September 1993By Mark Lowery

Mark Lowery is Assistant Professor of Theology at the University of Dallas.

One of the saddest features of contempo­rary Catholicism is the wide range of accusa­tions hurled at Catholics by Catholics. Tradi­tional Catholics are increasingly caricatured as close-minded fundamentalists, while those of a revisionist tendency are caricatured as skeptics. By skeptics I mean those skeptical toward the central dogmatic claims of the faith -- they do not genuinely believe the Creed, they reduce the Sacraments to symbol only, and the like. By Catholic fundamentalists I mean those who have little or no appreciation for key distinc­tions made in the tradition, such as those between infallible and non-infallible doctrine or between points of doctrine and points of custom or discipline.

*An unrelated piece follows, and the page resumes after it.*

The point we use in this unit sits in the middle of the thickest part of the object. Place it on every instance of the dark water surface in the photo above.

Most revisionists see themselves as mod­erates. Between the extremes of excessive dogmatism and skeptical subjectivism, they see themselves as offering a compassionate middle ground that remains in continuity with the tradition while gently reforming it. Avery Dulles articulated the moderate position this way:
The moderates hold the key to the fu­ture. Neither the extreme traditionalist nor the extreme modernist position can come through with a positive pro­gram that holds out any prospects of success in the long run. A restoration of consensus demands an enlargement of the moderate center, which insists upon discipline and restraint but re­jects blindness and rigidity.
Though written in 1970, and though Dulles himself may have changed his mind, this description remains an apt one for moderates. It is also a partially deficient sketch of the available options: It has the effect of virtually eliminating a position, Catholic orthodoxy, which is not, as we shall see, one "position" alongside others.